Numéro d'arrêt : 05BX00810
Numéro NOR : CETATEXT000007507799 ?
Identifiant URN:LEX : urn:lex;fr;cour.administrative.appel.bordeaux;arret;2005-11-07;05bx00810 ?

Texte :

Vu, enregistrée au greffe de la Cour le 29 avril 2005 sous le n° 05BX00810, la requête présentée pour la COMMUNAUTE DE COMMUNES DU PAYS DE SANTON, représentée par sa présidente en exercice ;

La COMMUNAUTE DE COMMUNES DU PAYS DE SANTON demande à la Cour :

1°) d'annuler le jugement du 23 février 2005 par lequel le Tribunal administratif de Poitiers a annulé l'arrêté du 3 juin 2004 de la présidente de la communauté de communes nommant M. X en qualité d'ingénieur territorial stagiaire, ensemble la décision implicite refusant de retirer cet arrêté ;

2°) de rejeter la demande présentée devant le Tribunal administratif de Poitiers par le préfet de la Charente-Maritime ;

3°) de condamner l'Etat à lui verser la somme de 2 000 euros au titre de l'article L. 761-1 du code de justice administrative ;

...................................................................................................................

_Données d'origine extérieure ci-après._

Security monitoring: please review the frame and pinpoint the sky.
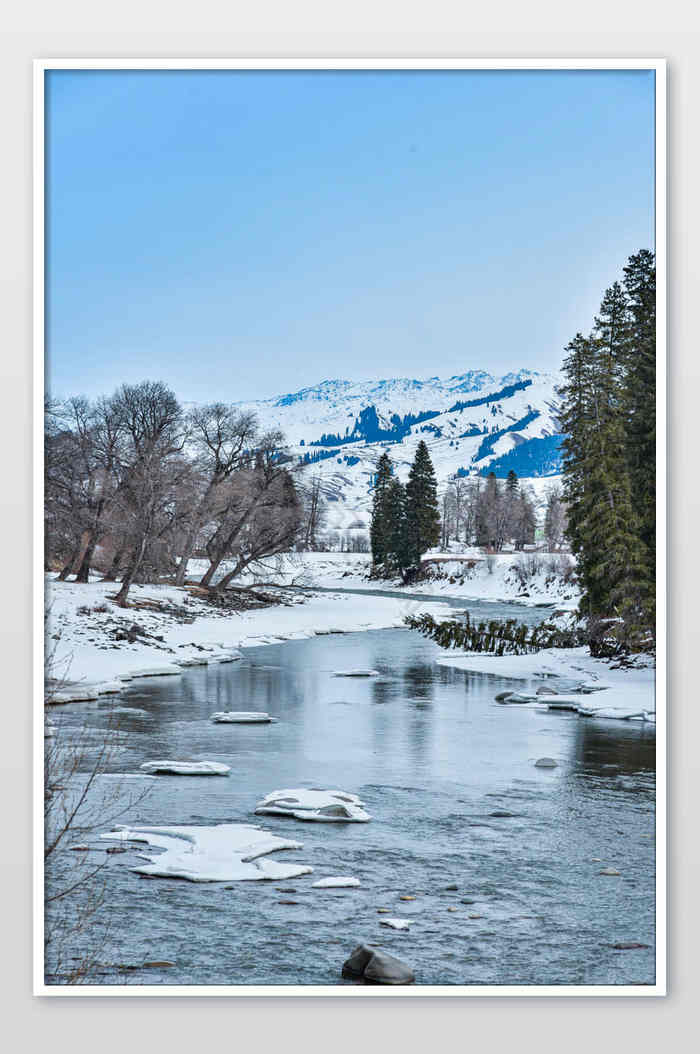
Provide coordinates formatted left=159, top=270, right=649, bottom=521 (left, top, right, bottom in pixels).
left=45, top=70, right=654, bottom=402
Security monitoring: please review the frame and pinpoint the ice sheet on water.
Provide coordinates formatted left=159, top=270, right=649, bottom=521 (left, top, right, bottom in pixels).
left=130, top=663, right=182, bottom=678
left=210, top=710, right=272, bottom=724
left=140, top=761, right=231, bottom=776
left=100, top=823, right=313, bottom=882
left=380, top=919, right=411, bottom=930
left=333, top=669, right=380, bottom=677
left=255, top=787, right=371, bottom=823
left=311, top=876, right=359, bottom=890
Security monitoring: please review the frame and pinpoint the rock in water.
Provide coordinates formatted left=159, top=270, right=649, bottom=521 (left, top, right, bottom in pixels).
left=343, top=944, right=415, bottom=984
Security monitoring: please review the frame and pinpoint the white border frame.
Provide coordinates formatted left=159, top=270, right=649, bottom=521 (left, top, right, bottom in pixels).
left=33, top=57, right=667, bottom=998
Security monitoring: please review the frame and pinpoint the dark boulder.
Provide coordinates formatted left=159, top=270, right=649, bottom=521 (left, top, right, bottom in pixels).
left=343, top=944, right=415, bottom=984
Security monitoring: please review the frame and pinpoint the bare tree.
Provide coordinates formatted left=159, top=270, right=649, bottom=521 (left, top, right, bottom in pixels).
left=175, top=403, right=257, bottom=586
left=105, top=380, right=185, bottom=607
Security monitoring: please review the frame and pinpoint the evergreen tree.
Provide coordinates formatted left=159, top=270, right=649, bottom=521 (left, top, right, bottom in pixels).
left=385, top=476, right=412, bottom=577
left=369, top=451, right=393, bottom=567
left=560, top=267, right=652, bottom=631
left=406, top=440, right=440, bottom=566
left=623, top=249, right=656, bottom=564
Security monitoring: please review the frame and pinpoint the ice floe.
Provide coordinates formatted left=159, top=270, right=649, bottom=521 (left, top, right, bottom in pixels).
left=311, top=877, right=359, bottom=890
left=210, top=710, right=272, bottom=724
left=46, top=688, right=99, bottom=705
left=130, top=663, right=182, bottom=678
left=380, top=919, right=411, bottom=930
left=100, top=823, right=313, bottom=882
left=333, top=669, right=380, bottom=677
left=140, top=761, right=231, bottom=776
left=255, top=787, right=371, bottom=823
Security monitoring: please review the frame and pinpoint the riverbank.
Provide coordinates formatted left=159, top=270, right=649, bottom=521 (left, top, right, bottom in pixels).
left=436, top=647, right=656, bottom=714
left=219, top=547, right=581, bottom=611
left=45, top=574, right=444, bottom=686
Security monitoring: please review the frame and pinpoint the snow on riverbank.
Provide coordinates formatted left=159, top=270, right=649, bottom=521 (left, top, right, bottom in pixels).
left=46, top=574, right=449, bottom=689
left=217, top=547, right=580, bottom=611
left=438, top=648, right=656, bottom=720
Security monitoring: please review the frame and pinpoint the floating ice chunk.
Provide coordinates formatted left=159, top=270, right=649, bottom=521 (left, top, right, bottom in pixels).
left=209, top=651, right=242, bottom=663
left=210, top=710, right=272, bottom=724
left=333, top=669, right=380, bottom=677
left=312, top=878, right=359, bottom=890
left=579, top=706, right=645, bottom=721
left=255, top=787, right=371, bottom=823
left=380, top=919, right=412, bottom=930
left=140, top=761, right=231, bottom=776
left=131, top=663, right=182, bottom=677
left=101, top=823, right=313, bottom=882
left=538, top=696, right=581, bottom=713
left=46, top=688, right=99, bottom=705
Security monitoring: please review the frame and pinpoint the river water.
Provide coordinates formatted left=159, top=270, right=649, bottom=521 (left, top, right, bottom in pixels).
left=45, top=598, right=656, bottom=985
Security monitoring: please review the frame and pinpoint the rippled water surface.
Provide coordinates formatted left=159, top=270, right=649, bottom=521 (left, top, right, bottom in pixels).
left=49, top=601, right=655, bottom=984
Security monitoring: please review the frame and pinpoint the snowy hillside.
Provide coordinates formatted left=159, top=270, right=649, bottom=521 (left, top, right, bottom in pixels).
left=234, top=370, right=560, bottom=529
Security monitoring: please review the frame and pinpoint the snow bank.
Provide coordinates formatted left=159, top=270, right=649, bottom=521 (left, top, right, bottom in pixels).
left=380, top=919, right=412, bottom=930
left=333, top=669, right=380, bottom=677
left=100, top=823, right=313, bottom=882
left=255, top=787, right=371, bottom=823
left=139, top=761, right=231, bottom=776
left=46, top=574, right=432, bottom=690
left=210, top=710, right=272, bottom=724
left=130, top=663, right=182, bottom=678
left=311, top=877, right=359, bottom=890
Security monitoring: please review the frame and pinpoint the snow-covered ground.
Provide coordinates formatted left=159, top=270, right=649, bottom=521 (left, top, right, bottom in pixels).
left=216, top=547, right=580, bottom=611
left=46, top=574, right=443, bottom=688
left=438, top=648, right=656, bottom=720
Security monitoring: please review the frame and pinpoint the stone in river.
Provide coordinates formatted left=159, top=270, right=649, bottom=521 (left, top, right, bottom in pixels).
left=343, top=944, right=415, bottom=984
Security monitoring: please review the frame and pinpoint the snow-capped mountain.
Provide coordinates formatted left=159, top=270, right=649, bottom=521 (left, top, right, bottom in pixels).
left=239, top=370, right=561, bottom=529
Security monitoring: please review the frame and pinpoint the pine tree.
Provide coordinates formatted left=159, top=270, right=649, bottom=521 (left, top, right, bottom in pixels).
left=560, top=282, right=649, bottom=627
left=623, top=249, right=656, bottom=579
left=406, top=440, right=440, bottom=567
left=385, top=476, right=411, bottom=577
left=369, top=451, right=393, bottom=567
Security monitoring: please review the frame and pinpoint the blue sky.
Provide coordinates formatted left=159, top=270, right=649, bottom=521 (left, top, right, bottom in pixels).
left=46, top=71, right=654, bottom=402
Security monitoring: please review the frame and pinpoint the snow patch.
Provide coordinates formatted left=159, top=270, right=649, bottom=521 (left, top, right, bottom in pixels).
left=255, top=787, right=371, bottom=823
left=140, top=761, right=231, bottom=776
left=100, top=823, right=313, bottom=882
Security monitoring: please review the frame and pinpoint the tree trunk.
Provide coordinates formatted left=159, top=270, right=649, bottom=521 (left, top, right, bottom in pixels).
left=115, top=538, right=145, bottom=607
left=76, top=534, right=97, bottom=583
left=175, top=527, right=198, bottom=586
left=102, top=548, right=124, bottom=582
left=58, top=542, right=80, bottom=582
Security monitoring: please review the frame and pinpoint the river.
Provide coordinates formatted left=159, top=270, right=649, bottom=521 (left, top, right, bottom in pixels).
left=45, top=598, right=656, bottom=985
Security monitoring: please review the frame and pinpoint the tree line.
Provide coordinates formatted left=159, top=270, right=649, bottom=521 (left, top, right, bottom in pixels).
left=44, top=380, right=320, bottom=605
left=370, top=440, right=440, bottom=582
left=559, top=249, right=656, bottom=648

II. Vu, enregistrée au greffe de la Cour le 29 avril 2005 sous le n° 05BX00811, la requête présentée pour la COMMUNAUTE DE COMMUNES DU PAYS DE SANTON ;

La COMMUNAUTE DE COMMUNES DU PAYS DE SANTON demande à la Cour d'ordonner le sursis à exécution du jugement susvisé du 23 février 2005 du Tribunal administratif de Poitiers ;

..........................................................................................................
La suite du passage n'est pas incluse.